Failure to adequately distinguish advertising content from editorial content may amount to false, misleading or deceptive conduct in contravention of the ACL. The ACCC has issued a guide relating to online reviews that outlines principles of relevance to native advertising (see question 23 for further detail).

In addition, the AANA Code of Ethics requires advertising content (both broadcast and non-broadcast) to be clearly distinguishable as such to the relevant audience. The AANA has issued a Best Practice Guideline for Clearly Distinguishable Advertising to assist advertisers to understand their disclosure obligations. The guidelines do not require all advertisements to be identified, nor do they mandate the format in which disclosure must be made. As such, advertisers in Australia still have a degree of flexibility as to how they communicate that advertising content is commercial in nature. In each case, the overall appearance of the content must be considered, taking into account the similarity with any non-advertising or editorial content that may appear in combination with the advertising communication.

Advertising that requires substantiation

How does your law distinguish between ‘puffery’ and advertising claims that require support?

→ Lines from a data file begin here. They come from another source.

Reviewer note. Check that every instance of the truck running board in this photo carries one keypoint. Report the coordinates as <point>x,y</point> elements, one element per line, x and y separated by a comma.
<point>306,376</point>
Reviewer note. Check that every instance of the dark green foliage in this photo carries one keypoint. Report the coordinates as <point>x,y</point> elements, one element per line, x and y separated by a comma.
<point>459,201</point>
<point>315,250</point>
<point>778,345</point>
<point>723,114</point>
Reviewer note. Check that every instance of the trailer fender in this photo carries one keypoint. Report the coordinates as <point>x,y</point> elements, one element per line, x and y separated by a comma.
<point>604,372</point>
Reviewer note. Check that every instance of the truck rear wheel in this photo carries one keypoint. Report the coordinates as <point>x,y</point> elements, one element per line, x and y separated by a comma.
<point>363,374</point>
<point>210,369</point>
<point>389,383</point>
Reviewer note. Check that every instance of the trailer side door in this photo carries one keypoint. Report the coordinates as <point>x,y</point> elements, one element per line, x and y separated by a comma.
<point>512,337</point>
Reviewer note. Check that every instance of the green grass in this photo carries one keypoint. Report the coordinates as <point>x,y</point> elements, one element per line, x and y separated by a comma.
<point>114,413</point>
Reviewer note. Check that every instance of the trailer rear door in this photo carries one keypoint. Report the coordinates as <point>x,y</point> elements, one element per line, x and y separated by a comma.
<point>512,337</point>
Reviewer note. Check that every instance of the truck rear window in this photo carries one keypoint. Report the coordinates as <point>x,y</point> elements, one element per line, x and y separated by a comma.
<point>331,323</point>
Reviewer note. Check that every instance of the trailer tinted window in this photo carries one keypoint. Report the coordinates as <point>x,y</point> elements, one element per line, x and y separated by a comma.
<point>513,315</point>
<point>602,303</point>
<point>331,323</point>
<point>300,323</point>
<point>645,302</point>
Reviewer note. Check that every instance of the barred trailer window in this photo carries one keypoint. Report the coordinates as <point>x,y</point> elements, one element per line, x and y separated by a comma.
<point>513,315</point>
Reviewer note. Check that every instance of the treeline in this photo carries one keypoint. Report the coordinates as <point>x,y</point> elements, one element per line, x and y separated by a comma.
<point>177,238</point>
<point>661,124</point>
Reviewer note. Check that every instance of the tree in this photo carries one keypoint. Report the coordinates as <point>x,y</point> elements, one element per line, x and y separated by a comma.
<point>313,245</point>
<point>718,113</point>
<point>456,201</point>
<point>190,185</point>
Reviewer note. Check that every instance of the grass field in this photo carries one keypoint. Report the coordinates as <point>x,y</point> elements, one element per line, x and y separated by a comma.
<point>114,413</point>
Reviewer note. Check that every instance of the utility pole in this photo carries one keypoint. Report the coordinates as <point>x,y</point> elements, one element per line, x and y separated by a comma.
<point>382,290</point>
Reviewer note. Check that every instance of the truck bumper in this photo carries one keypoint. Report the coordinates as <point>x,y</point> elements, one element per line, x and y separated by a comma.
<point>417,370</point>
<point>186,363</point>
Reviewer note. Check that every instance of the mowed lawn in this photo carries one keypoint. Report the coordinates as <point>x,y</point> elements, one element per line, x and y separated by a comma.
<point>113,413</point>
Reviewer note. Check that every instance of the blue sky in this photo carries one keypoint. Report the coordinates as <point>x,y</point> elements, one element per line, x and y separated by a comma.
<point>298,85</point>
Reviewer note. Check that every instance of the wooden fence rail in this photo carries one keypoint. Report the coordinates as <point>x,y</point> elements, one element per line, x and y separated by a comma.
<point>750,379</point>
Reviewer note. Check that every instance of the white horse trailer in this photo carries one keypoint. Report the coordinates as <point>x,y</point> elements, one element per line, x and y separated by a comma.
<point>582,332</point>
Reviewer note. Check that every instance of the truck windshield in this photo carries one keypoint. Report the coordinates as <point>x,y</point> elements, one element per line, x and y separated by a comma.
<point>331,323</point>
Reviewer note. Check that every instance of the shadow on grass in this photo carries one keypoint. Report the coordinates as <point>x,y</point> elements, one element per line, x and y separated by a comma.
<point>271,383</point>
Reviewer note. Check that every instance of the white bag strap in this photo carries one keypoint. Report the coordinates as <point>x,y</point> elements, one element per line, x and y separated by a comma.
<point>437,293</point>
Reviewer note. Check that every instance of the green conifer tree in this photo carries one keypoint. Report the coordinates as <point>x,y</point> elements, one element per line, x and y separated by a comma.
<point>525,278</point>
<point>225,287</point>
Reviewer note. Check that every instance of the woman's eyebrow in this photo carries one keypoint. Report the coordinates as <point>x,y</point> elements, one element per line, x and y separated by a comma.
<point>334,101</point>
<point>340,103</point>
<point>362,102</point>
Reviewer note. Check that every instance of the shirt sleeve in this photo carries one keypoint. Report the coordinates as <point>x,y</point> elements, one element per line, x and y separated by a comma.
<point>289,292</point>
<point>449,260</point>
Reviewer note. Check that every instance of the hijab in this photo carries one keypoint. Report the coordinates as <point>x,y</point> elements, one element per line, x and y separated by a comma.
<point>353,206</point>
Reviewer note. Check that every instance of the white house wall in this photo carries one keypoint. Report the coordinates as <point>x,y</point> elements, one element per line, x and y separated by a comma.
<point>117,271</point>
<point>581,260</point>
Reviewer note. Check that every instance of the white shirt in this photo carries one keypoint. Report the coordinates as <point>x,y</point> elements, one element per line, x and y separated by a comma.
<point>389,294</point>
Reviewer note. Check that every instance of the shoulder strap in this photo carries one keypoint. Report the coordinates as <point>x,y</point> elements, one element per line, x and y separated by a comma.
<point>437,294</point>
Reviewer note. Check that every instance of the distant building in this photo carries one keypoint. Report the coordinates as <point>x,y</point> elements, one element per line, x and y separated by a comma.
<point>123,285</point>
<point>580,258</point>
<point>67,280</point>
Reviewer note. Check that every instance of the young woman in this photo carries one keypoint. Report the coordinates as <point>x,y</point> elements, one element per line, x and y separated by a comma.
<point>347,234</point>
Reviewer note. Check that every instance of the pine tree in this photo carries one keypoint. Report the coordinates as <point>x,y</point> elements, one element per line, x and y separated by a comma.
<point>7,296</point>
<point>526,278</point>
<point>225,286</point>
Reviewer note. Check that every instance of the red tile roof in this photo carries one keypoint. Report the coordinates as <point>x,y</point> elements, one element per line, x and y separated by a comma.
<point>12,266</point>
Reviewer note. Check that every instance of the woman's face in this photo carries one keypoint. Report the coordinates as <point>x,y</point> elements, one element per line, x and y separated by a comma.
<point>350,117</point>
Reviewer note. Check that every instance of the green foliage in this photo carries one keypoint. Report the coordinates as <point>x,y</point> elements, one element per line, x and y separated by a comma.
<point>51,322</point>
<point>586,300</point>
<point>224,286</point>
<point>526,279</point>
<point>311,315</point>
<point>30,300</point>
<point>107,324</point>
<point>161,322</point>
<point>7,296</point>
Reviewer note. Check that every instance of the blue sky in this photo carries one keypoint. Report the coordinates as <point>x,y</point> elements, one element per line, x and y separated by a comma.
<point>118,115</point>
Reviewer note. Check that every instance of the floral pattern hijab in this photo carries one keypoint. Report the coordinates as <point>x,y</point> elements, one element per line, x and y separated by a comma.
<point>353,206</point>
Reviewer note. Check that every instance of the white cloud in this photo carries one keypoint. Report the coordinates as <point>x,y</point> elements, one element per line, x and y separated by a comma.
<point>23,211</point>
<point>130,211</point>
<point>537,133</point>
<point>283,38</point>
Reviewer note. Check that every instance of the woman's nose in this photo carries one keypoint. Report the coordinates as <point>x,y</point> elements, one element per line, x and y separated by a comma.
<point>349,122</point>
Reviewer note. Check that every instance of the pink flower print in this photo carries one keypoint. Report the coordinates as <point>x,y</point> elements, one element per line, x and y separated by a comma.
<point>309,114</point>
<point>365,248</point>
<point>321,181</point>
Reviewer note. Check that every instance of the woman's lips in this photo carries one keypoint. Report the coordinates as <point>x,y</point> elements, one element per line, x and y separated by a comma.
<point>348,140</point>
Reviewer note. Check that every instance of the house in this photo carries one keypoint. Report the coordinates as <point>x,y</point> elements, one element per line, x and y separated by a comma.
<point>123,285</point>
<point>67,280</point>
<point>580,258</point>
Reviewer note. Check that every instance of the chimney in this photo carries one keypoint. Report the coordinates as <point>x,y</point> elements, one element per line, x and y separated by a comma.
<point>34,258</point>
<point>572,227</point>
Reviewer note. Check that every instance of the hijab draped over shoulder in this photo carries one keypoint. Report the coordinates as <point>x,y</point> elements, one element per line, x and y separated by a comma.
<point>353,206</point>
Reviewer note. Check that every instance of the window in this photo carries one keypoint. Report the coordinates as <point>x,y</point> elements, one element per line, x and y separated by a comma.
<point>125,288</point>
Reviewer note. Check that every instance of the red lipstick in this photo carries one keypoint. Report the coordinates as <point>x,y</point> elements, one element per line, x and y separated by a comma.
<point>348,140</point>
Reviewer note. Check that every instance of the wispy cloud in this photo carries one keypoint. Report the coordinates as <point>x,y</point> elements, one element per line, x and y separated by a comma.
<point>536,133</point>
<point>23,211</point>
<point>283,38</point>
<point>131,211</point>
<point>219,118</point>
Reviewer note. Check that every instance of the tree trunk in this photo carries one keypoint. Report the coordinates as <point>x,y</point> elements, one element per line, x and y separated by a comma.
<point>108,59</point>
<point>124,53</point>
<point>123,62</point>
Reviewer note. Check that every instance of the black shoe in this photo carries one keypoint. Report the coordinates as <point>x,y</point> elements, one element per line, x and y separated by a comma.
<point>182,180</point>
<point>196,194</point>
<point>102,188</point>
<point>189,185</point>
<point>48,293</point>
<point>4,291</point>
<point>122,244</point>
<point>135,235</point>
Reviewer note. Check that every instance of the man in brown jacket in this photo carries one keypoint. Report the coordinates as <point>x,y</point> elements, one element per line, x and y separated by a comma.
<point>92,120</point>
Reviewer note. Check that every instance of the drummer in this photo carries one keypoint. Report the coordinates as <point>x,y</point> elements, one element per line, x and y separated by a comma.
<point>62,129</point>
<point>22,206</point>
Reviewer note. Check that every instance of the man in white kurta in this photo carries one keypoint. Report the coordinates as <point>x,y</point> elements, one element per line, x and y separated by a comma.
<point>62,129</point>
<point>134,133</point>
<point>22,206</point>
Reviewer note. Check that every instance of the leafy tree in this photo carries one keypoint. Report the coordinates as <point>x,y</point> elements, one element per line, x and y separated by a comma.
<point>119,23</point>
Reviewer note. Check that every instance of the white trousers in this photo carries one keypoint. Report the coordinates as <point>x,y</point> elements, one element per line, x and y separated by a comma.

The term ‘puffery’ is not defined in any statute in Australia, but is commonly understood as referring to claims that are so exaggerated or fanciful that no reasonable consumer could possibly be expected to rely on them when making a purchasing decision. In that sense, a claim that is a ‘mere puffery’ is not required to be substantiated. Examples of puffery provided by the ACCC include ‘best steaks on earth’ and ‘tastiest food in town’.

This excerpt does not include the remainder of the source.